Voglio bene all'etimologia di quella parola, che deriva da socius, che significa compagno, cioè colui che si unisce ad un altro per un'impresa comune.
Voglio bene all'idea che quell'impresa comune, fatta necessariamente da diverse individualità, sia per l'appunto frutto di contaminazioni e non ripieghi sui diversi interessi particolari, con il richiamo a scissioni controproducenti di per sé, perché in nome della purezza si allontanano da un percorso condiviso che metta al centro gli ultimi, rinunciando così all'unico modo per difendere i loro interessi in questo Paese: governare.
Per questo ci metto passione, tempo, energie. Sono affezionato all'idea che un mondo più giusto sia possibile. E per tutto questo sono incazzato nero con quelli che il Pd lo usano per i propri interessi.
Sono incazzato nero con quei dirigenti che nell'alveo delle ideologie del '900 hanno imparato che per fare politica servono solo manovre segrete e sotterfugi, accoltellamenti alle spalle e agguati in Parlamento.
Sono incazzato con qui dirigenti che oggi fanno tremare le fondamenta del Pd perché quelle fondamenta le hanno tradite, non ascoltando l'urlo che arriva dai territori, dagli elettori e dagli iscritti. La democrazia rappresentativa non può sopravvivere se l'eletto, una volta tale, non fa gli interessi di chi ha firmato la propria delega.
Sono incazzato nero con gli sciacalli impegnati a fare il loro partitino di sinistra dell'8% (se va bene), così vicino alla loro presunta purezza e così lontano dalle esigenze di questo Paese.

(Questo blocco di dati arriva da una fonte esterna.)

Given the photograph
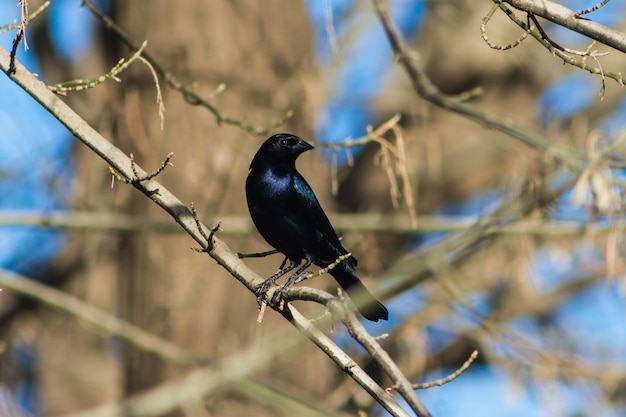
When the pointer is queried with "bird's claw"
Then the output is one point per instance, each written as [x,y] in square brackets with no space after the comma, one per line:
[276,296]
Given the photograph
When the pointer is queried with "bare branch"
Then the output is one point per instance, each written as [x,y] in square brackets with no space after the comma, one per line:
[188,94]
[219,251]
[562,16]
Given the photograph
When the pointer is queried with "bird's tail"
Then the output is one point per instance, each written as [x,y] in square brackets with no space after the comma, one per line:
[368,306]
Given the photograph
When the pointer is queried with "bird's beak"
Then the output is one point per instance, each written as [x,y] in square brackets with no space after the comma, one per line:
[302,146]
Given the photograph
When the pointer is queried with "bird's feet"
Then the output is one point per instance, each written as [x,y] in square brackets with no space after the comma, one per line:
[278,295]
[262,289]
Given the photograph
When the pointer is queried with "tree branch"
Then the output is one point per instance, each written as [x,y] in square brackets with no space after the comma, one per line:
[198,384]
[565,17]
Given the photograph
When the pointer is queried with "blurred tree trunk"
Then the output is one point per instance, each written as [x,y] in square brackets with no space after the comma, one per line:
[255,49]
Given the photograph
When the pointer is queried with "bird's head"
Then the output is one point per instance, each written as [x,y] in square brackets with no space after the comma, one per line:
[280,148]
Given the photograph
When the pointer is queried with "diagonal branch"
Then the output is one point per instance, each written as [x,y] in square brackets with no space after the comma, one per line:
[565,17]
[184,217]
[429,92]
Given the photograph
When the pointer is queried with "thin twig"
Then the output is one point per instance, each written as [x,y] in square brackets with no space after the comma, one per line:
[445,380]
[591,9]
[85,84]
[563,56]
[7,28]
[189,95]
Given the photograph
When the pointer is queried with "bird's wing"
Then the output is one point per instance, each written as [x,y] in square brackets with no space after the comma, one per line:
[309,207]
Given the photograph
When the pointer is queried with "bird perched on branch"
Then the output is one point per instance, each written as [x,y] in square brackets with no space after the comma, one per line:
[286,212]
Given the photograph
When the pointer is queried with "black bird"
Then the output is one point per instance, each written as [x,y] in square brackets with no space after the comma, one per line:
[286,212]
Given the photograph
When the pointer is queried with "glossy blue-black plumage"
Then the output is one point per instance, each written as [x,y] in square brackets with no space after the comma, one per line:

Sono incazzato nero con 101 facce di merda che, in quanto tali, non dichiareranno mai di non aver votato Prodi. Ma, si sa, la merda puzza, e sapremo riconoscerne l'odore in altre occasioni.
Sono incazzato nero e lo dico a viso aperto e lo scrivo qui.

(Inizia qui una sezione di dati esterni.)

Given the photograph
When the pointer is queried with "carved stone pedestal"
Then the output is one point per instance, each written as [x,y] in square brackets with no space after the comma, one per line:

Perché a noi, ci chiamano nativi democratici perché abbiano iniziato a far politica con il Pd senza essere ex qualcosa, le cose piace dirle in faccia. Politica abbiamo iniziato a farla dalle stragi di mafia in poi. E allora non mi venite a raccontare che la frattura nel mio partito è fra ex Pc ed ex Dc. Vi assicuro che questi residui bellici fanno finta di essere separati in casa, ma quando c'è da distruggere stanno sempre insieme, sentono il richiamo della Prima Repubblica probabilmente. Cresciuti pensando che la politica si facesse nei corridoi dei palazzi romani (casa fra l'altro maleodorante in questi giorni, a proposito della puzza che citavo sopra) e non con umiltà fra la gente, ascoltando e provando a spiegare le proprie ragioni.

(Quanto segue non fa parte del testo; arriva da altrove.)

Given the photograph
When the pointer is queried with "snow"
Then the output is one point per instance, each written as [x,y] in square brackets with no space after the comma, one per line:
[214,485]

No. La frattura è fra i tantissimi, come me, che chiedono a gran voce che questa Italia cambi e chi la vorrebbe tenere sempre uguale a sé stessa, in un eterno inciucio fra interessi di parte, a danno degli interessi collettivi. Lì sta la frattura.
Se non ci voterete per un po' non potrò darvi torto. Magari voterete il M5S. Che in questi giorni ha saputo mettere da pare le sue contraddizioni, che pure ci sono e restano sul tavolo.
Altri momenti difficili stanno per arrivare. Ma sono convinto l'idea di questo Partito è talmente dirompente per questa modernità che riusciremo a strapparlo di mano a questi delinquenti da Prima Repubblica.
A noi, le cose, piace farle in modo trasparente, aperto, chiaro. Con il sole in faccia e il vento fra i capelli.
Lì, sempre lì, lì nel mezzo. Finché ce n'ho sto lì, sto lì.